6. Scalability and Multi-Qubit Generalization

mcm-rb is directly extensible to benchmarking multiple device regions or concurrent ancilla-control pairs. By using independent random Clifford streams per control and parallel interleaved measurements per ancilla, one can efficiently extract error rates under scalable circuit loads. Infidelities are additive in the small error regime:

• Ancilla: total EPM scales linearly with the number of measurements.
• Control: total EPC comprises intrinsic gate infidelity and the sum of measurement-induced errors across all measured ancillas.

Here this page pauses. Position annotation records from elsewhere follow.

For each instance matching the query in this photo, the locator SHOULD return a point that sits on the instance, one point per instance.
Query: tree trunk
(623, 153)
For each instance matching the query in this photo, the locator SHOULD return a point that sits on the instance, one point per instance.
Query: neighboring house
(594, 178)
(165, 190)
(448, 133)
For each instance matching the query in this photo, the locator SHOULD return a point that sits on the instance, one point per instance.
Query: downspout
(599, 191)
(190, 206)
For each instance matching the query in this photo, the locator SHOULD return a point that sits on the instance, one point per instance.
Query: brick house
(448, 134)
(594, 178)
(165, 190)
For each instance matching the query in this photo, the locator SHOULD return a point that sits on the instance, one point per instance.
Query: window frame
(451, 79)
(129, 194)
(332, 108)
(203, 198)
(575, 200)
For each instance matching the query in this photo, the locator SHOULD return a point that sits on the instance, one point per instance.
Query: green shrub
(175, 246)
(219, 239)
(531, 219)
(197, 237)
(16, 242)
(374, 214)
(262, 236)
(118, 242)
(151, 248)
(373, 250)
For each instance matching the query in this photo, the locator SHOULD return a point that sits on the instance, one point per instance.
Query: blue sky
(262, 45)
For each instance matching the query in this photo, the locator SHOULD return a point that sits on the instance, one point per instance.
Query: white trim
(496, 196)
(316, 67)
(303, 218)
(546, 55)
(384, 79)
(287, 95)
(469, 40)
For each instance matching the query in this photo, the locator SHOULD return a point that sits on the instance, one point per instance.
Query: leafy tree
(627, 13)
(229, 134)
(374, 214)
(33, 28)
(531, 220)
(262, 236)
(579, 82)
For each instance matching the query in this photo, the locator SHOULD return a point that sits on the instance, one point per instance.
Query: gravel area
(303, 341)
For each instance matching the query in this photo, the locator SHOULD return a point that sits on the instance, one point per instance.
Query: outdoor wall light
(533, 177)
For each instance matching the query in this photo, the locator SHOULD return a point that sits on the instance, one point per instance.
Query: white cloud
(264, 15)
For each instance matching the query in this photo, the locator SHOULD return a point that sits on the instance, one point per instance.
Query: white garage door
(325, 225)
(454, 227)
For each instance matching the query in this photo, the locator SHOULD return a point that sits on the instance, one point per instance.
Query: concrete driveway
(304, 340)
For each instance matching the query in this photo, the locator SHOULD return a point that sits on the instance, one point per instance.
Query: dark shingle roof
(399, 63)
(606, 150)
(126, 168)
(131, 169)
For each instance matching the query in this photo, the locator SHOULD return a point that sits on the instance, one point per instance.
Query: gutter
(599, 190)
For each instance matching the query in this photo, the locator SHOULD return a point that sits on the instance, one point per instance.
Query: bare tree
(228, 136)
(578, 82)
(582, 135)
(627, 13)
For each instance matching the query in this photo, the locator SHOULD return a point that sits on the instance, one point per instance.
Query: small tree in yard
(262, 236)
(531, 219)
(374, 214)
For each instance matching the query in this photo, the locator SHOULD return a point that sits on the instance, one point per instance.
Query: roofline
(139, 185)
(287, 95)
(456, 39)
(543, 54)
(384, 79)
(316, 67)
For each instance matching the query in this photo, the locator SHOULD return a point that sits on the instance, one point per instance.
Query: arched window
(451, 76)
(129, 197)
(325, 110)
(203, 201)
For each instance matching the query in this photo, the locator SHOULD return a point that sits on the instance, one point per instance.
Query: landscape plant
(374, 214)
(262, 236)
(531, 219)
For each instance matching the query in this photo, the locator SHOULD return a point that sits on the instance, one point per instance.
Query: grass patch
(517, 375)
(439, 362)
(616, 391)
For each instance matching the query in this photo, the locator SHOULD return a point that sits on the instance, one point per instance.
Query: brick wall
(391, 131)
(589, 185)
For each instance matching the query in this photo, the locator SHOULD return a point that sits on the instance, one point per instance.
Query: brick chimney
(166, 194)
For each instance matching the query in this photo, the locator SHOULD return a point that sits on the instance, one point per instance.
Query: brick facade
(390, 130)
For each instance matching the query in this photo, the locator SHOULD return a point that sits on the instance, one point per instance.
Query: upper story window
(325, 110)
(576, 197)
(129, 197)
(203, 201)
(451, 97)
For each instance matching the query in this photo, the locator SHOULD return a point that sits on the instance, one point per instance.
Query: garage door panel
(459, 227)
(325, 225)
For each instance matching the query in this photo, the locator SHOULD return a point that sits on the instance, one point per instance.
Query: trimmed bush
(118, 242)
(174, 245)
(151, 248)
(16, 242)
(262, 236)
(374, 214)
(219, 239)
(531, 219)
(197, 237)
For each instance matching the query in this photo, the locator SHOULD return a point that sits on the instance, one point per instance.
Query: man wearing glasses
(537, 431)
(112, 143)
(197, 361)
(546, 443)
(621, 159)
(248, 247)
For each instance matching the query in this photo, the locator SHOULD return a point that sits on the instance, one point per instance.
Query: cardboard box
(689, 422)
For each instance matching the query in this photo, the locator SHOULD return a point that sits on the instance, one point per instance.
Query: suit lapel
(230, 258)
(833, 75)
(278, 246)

This modularity enables simultaneous characterization of spatially resolved measurement-induced error phenomena, crosstalk, and performance bottlenecks in large-scale quantum processors.

7. Significance in Quantum Device Characterization

The mcm-rb suite provides a rigorous, scalable, and experimentally feasible framework for quantifying the operational fidelity of mid-circuit measurements and their impact on both targeted and spectator subsystems (Govia et al., 2022). Its experimental design and analytical modeling rigorously distinguish measurement-induced infidelities from general gate processes, thus delivering actionable benchmarks for quantum hardware improvements. By integrating standard randomized benchmarking techniques with explicit treatment of mid-circuit measurements and cross-talk diagnostics, mcm-rb forms a key protocol for validating platforms aimed at fault-tolerant quantum computation and measurement-based quantum information processing.